Turn your keyboard typing into music. Every keypress plays a musical note based on letter frequency in English.
pip install -r requirements.txtKEYWAVE needs to listen to keyboard events globally. On macOS:
- Open System Preferences → Privacy & Security → Privacy tab
- Select Accessibility in the left sidebar
- Click the lock icon and authenticate
- Click + and add your Terminal app (Terminal.app, iTerm, etc.)
- Restart your terminal
python server.pyNavigate to: http://localhost:8080
Click anywhere on the page to enable audio (browser autoplay policy).
Keyboard → pynput (Python) → WebSocket → Browser → Web Audio API → Sound
- Python backend captures global keyboard events using
pynput - Events are broadcast over WebSocket to connected browsers
- Web Audio API synthesizes notes with minimal latency
- Letters map to musical notes based on frequency in English text
| Tier | Letters | Behavior |
|---|---|---|
| Most common | e, t, a, o, i, n | Root, 3rd, 5th - stable tones |
| Common | s, r, h, l, d, c, u, m, w | Scale degrees - melodic fill |
| Less common | f, g, y, p, b, v, k | Higher octave - brightness |
| Rare | j, x, q, z | Octave jumps - emphasis |
| Space | (spacebar) | Rest - silence |
| Enter | (return) | Low root note |
- Scale: Major, Minor, Pentatonic, Blues, Dorian, and 15+ more
- Wave: Sine, Triangle, Sawtooth, Square
- Octave Range: 1-3 octaves
- Reverb: 0-100% wet mix
- Decay: 100-2000ms note length
- Volume: Master volume
- Effects Preset: Ambient, Lo-Fi, Synth Lead, Dark, Aggressive, Dreamy, 8-Bit
Switch to Webcam mode using the Input toggle. Move in front of your camera to trigger notes.

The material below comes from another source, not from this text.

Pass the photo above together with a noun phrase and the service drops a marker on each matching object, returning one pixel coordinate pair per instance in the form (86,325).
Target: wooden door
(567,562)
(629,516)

Camera → Frame Differencing → Motion Map → Grid Cells → Note Triggers → Web Audio
- Webcam feed is captured and analyzed at 25fps on a low-resolution canvas
- Frame differencing computes per-pixel motion between consecutive frames
- The video is divided into a note grid (right side) and a control strip (left side)
- Each grid cell maps to a musical note from the selected scale
- When motion in a cell exceeds the threshold, the note plays with velocity proportional to motion intensity
The left portion of the webcam view is a control strip with two lanes:
- Sustain (SUS): Move your hand higher to engage sustain. Notes ring until you lower your hand below the release threshold.
- Swell (SWL): Move your hand higher to increase reverb and open the filter cutoff. Creates an expressive crescendo effect.
- Rows / Cols: Grid dimensions (1-4 each, default 2x2)
- Threshold: Motion amount needed to trigger a note (lower = more sensitive)
- Sensitivity: Motion amplification before thresholding
- Strip Width: Control strip proportion (20-50% of view)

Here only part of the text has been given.